Unter den zahlreichen Besuchern befand sich auch eine Delegation aus Sessenheim (Elsaß), dem Heimatort von Friederike Brion.
Eine faszinierende Kraft, herzlich und aufopferungsvoll, segensreich wirkend über die Grenzen des Rheins hinweg, beschrieb Pfarrer Heinz Adler in seiner Predigt, die er im Elsässer Dialekt hielt, die Geliebte von Gothe. Zu der illustren Gesellschaft zählten sich neben den Landfrauen in ihrer Riedtracht auch Peter Weiß (Bundestagsabgeordneter) , sowie ein Nachfahre Goethes, Conrad Textor nebst Ehefrau.
Ehrfurchtsvoll und dankbar wenden sich auch heute, 200 Jahre nach ihrem Todestag, Bewunderer an die Dichterin, die über die Zeiten hinweg eine faszinierende Kraft auf die Nachwelt ausübt.

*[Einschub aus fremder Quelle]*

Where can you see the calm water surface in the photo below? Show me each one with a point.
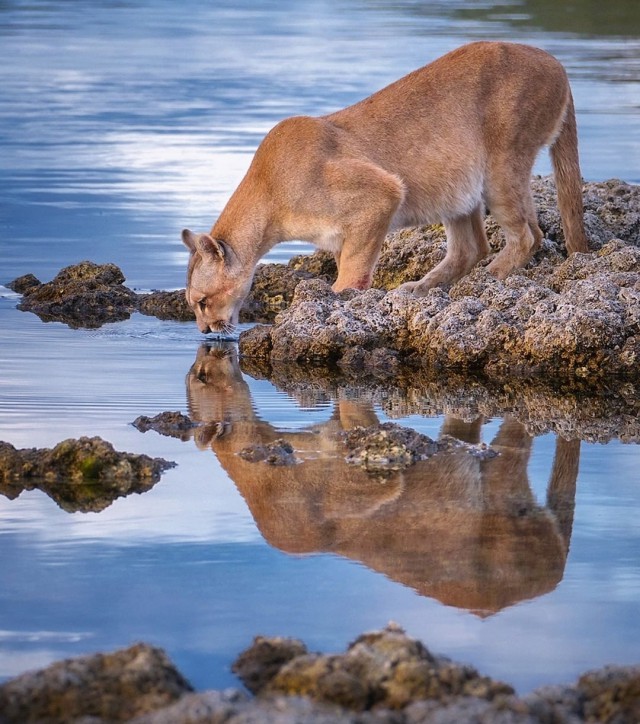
(123, 122)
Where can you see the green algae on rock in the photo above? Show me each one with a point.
(80, 475)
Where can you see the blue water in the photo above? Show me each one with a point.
(121, 123)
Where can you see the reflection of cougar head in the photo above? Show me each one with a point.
(213, 383)
(453, 527)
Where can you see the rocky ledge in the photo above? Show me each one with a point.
(80, 475)
(383, 677)
(578, 315)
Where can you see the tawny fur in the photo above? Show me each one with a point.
(465, 531)
(442, 144)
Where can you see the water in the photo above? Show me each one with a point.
(121, 123)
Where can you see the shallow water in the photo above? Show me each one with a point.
(120, 123)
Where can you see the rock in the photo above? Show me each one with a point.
(24, 284)
(387, 447)
(574, 408)
(111, 687)
(85, 474)
(258, 664)
(384, 677)
(170, 424)
(166, 305)
(381, 669)
(611, 694)
(278, 452)
(83, 295)
(578, 318)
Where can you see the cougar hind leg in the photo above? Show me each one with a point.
(511, 205)
(466, 246)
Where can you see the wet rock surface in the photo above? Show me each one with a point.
(387, 447)
(99, 688)
(166, 305)
(574, 408)
(170, 424)
(278, 452)
(81, 295)
(579, 318)
(80, 475)
(569, 317)
(555, 309)
(383, 676)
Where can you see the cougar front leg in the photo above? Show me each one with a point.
(366, 197)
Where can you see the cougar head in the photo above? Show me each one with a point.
(217, 283)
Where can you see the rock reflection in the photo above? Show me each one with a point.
(456, 527)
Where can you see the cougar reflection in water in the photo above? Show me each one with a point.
(460, 529)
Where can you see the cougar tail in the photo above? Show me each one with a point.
(566, 168)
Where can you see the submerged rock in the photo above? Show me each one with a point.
(166, 305)
(387, 447)
(278, 452)
(170, 424)
(81, 295)
(383, 677)
(85, 474)
(112, 687)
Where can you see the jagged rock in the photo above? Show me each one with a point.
(278, 452)
(166, 305)
(85, 474)
(170, 424)
(81, 295)
(24, 284)
(258, 664)
(384, 677)
(110, 687)
(579, 318)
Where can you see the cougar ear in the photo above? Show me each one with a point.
(207, 246)
(189, 239)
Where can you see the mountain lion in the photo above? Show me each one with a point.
(439, 145)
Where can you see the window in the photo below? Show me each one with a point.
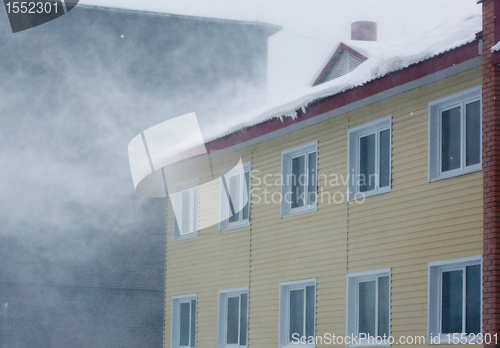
(184, 321)
(455, 298)
(455, 135)
(368, 306)
(345, 64)
(233, 318)
(185, 205)
(297, 313)
(235, 198)
(370, 159)
(299, 185)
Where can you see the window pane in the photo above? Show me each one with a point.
(233, 304)
(383, 306)
(186, 211)
(193, 323)
(367, 163)
(312, 178)
(385, 158)
(296, 313)
(310, 309)
(243, 320)
(234, 192)
(298, 181)
(473, 133)
(246, 208)
(184, 324)
(473, 299)
(450, 139)
(367, 308)
(451, 310)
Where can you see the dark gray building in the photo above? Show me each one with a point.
(81, 256)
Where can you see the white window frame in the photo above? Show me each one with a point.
(284, 312)
(434, 151)
(175, 334)
(222, 318)
(224, 224)
(352, 305)
(286, 171)
(435, 270)
(194, 186)
(353, 157)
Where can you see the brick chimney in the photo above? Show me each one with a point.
(364, 31)
(491, 170)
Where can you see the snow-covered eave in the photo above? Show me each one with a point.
(298, 107)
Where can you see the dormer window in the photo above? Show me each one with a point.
(343, 61)
(346, 63)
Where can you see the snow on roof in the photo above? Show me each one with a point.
(383, 58)
(496, 47)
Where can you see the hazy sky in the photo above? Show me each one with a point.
(324, 20)
(312, 29)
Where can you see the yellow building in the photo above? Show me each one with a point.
(364, 217)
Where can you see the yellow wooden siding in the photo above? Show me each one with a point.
(416, 223)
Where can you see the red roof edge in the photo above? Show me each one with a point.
(328, 65)
(418, 70)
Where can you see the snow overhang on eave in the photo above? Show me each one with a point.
(432, 65)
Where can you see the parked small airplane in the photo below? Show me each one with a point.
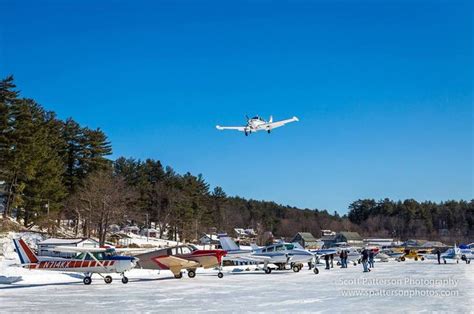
(89, 261)
(452, 254)
(182, 257)
(256, 124)
(280, 254)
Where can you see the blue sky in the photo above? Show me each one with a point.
(384, 90)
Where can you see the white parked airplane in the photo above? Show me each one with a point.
(256, 124)
(89, 261)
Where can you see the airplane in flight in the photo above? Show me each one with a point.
(182, 257)
(280, 255)
(256, 124)
(89, 261)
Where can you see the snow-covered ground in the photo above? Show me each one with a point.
(391, 287)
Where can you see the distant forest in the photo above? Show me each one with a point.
(52, 169)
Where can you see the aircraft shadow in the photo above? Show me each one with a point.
(152, 279)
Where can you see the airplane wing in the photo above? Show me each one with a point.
(176, 262)
(247, 258)
(238, 128)
(277, 124)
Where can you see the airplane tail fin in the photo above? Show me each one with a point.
(27, 256)
(228, 244)
(298, 246)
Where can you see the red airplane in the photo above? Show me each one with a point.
(182, 257)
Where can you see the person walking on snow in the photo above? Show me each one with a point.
(371, 259)
(365, 258)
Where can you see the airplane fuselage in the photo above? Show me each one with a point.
(116, 264)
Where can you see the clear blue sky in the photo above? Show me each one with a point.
(384, 90)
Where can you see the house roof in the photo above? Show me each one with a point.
(351, 235)
(434, 244)
(307, 236)
(57, 241)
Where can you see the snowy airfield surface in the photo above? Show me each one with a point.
(392, 287)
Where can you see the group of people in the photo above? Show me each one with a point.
(343, 257)
(368, 260)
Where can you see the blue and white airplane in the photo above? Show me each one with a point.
(280, 255)
(256, 124)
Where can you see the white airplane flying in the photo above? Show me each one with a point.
(89, 261)
(256, 124)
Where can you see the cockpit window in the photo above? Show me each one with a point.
(185, 250)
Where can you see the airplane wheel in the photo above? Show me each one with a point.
(108, 279)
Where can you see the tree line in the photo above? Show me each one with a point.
(52, 169)
(447, 221)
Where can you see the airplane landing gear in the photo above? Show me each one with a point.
(87, 280)
(191, 273)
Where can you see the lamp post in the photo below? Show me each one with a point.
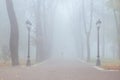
(98, 62)
(28, 23)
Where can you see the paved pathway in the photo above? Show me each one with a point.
(58, 70)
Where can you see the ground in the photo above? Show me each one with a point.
(57, 69)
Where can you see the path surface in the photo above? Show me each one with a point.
(58, 70)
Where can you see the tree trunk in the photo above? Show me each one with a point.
(118, 32)
(88, 48)
(14, 33)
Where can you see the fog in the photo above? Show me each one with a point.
(61, 28)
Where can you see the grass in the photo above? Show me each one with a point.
(108, 64)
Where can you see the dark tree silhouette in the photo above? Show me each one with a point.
(14, 33)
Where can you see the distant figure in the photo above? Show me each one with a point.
(62, 54)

Wie muss es erst Johann Wolfgang von Goethe ergangen sein, als er zum ersten Mal in die Augen von Brion blicken durfte?. Die Pfarrerstocher von Johann Jakob Brion wohnte im elsässischen Sessenheim, im dortigen Pfarrhaus, als Goethe während seiner Straßburger Zeit als Student der Rechte, der Jurisprudenz, sie im Oktober 1770 kennenlernte. Gothe beschrieb später in „Dichtung und Wahrheit, im 10. Buch, die Begegnung mit der jungen Brion mit folgenden Worten: „In diesem Augenblick trat sie wirklich in die Türe; und da ging fürwahr an diesem ländlichen Himmel ein allerliebster Stern auf. Ein kurzes weißes rundes Röckchen, nicht länger als dass die nettesten Füßchen bis an die Knöchel sichtbar blieben; ein knappes Mieder und eine schwarze Schürze – so stand sie auf der Grenze zwischen Bäuerin und Städterin. Schlank und leicht, als wenn sie nichts an sich zu tragen hätte, schritt sie und beinahe schien für die gewaltigen blonde Zöpfe des niedlichen Köpfchens der Hals zu zart. Aus heiteren blauen Augen blickte sie sehr deutlich umher, und das artige Stumpfnäschen forschte so frei in die Luft, als wenn es in der Welt keine Sorge geben könnte; der Strohhut hing ihr am Arm, und so hatte ich das Vergnügen, sie beim ersten Blick auf einmal in ihrer ganzen Anmut und Lieblichkeit zu sehen und zu erkennen.“
Nur ein Jahr dauerte die Liaison zwischen Goethe und Brion, denn bereits im August 1771 beendete Goethe die Beziehung zu Friederike auf unrühmliche Weise, ohne viele Worte zu machen und ging alsdann nach Frankfurt zurück. Schriftlich erklärte er ihr dann später aus Frankfurt die Beziehung als beendet. Goethe wusste um seine schändliche Abreise und fühlte sich betroffen, wie es im 11. Buch Dichtung und Wahrheit hervorgeht: „Es waren peinliche Tage, als ich ihr die Hand noch vom Pferde reichte, standen ihr die Tränen in den Augen, und mir war sehr übel zu Mute.“ Goethe fühlte sich zum ersten Mail im Leben schuldig.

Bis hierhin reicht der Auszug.